On 2014-03-16 07:25 (GMT) Philip Taylor composed:

Felix, you answer is very helpful and very informative, but
there are places where (to me) it seems to make no sense at
all.  May I ask you to expand on the following, please ?

DPI is often used interchangeably with display resolution

DPI is a single number (1-dimensional) whilst display resolution
is an ordered pair (2-dimensional); how can they be used
interchangeably ?

I didn't mean they were literally interchangeable, only that people don't always understand the difference, or even know that there is a difference, and often use one where the other would be uniquely correct or more appropriate.

DEs for desktop systems (and the software than runs on them,
including web browsers) almost universally by default assume a
display density of 96 DPI (or PPI), same as the CSS reference px
unit.

It has never been clear to me why CSS has a reference px unit.
What is the point of CSS including a unit such as "px", which
should mean "one pixel", and then giving it an entirely arbitrary
meaning that does not (other than by pure chance) map to one
pixel at all ?

I don't recall the history. It seems to me mostly a rationalization for the provision of a px unit as a legal CSS length. As a device pixel is something that varies in physical size, I suppose having something that can be reduced to a predictable physical measurement would be a necessary part of a complete specification for things that define object sizes and sizing. The angular definition isn't entirely arbitrary, as it is derived from a common practice from a young internet as defined by Microsoft.

FWIW, http://blogs.msdn.com/b/fontblog/archive/2005/11/08/490490.aspx provides logical explanation for 96.

In Geckos, variations in assumed DPI have no impact on its 16px OEM
default size, which physically speaking is 12pt whenever the DPI is
in fact 96.

Why ?  Also, has this always been the case, or did it change between
the version of Gecko used until Seamonkey 2.17.1 (the last version
that I regard as usable, because of the aberrant behaviour regarding
font scaling that occurred post that release) and subsequent versions?

I'm assuming your "why" refers to the fact that Gecko's default is not affected by DPI.

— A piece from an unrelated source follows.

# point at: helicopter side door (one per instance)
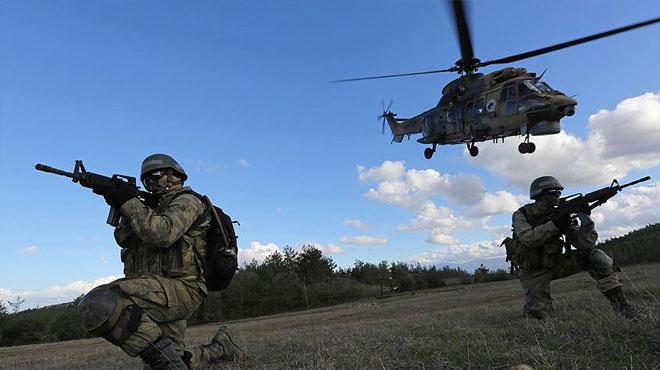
(508, 102)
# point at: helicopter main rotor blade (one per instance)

It has been thus for as long as I've been using Mozilla, more than 13 years, sometime before Netscape 6.2 (maybe before 6.0 too) and Mozilla 1.0 were released. Whether it ever was not the case I don't remember, but I think it's never been otherwise. As to why I don't remember either, but a search of bugzilla.mozilla.org's early years on the issue of attempting to change default font size to behave as it does in IE (and KHTML) would no doubt provide an answer.

To get bigger fonts in px from Geckos requires either settings
personalization, zoom, or bigger CSS size declarations, all of which
are effective in IE as well, but often obviated from necessity
because IE's default automatically goes up as DE DPI goes up, e.g.,
default @120 DPI being 20px instead of the 16px that it is @96, or
24px when DPI is 144.

Why does Gecko not emulate this eminently sensible behaviour ?

In part because its default is specified in pixels, not points. In another part, because it's FOSS, which means cross-platform compromises that dictate choices made in internal design. Safari behaves the same as Gecko. Little as I understand about Chrome, IIUC it behaves like Safari, since at the outset at least it ran on the exact same WebKit rendering engine, which was originally forked from KHTML. More recently WebKit was forked itself into Blink for use in Chrome with minimized control from Apple.

The reason it's ostensibly a good thing is because there is positive
non-zero rational relationship between a CSS size declaration in em,
and to optimal as reflected by the browser default size, which does
not exist for a px unit.

I don't understand the above starting at "and to optimal"; is there
possibly a typo somewhere in there that is confusing me ?

I use optimal as a descriptive term for browser default. 1em at the root (html; 1rem) equals the browser default 1:1. The browser default presumptively is either optimal as shipped by its vendor, or optimal as personalized by its user when the OEM setting was sufficiently divorced from his own environment's optimal to cause the user to change it.

as display density increases, the px unit decreases in physical
size (to a point, after which it doubles, and then at another point,
after which it in effect will have tripled, etc.),

What causes it to ?suddenly? double, triple, etc ?

I'm not up to speed on any advances that may exist within any DEs themselves.

WRT browser engines, available hardware is not up to the task of dealing with non-integer device pixel to logical pixel ratios. So, 96 is used until physical DPI has reached a doubling from 96 to 192, where it remains until the tripling point at 3X96=288. Whether the 4X point has been reached in available hardware I doubt, but would be 384.

Many thanks in advance for any light that you can shed on the above.

Hopefully at least the bulk of this is on-topic in the eyes of our list mom. :-)
--
"The wise are known for their understanding, and pleasant
words are persuasive." Proverbs 16:21 (New Living Translation)

 Team OS/2 ** Reg. Linux User #211409 ** a11y rocks!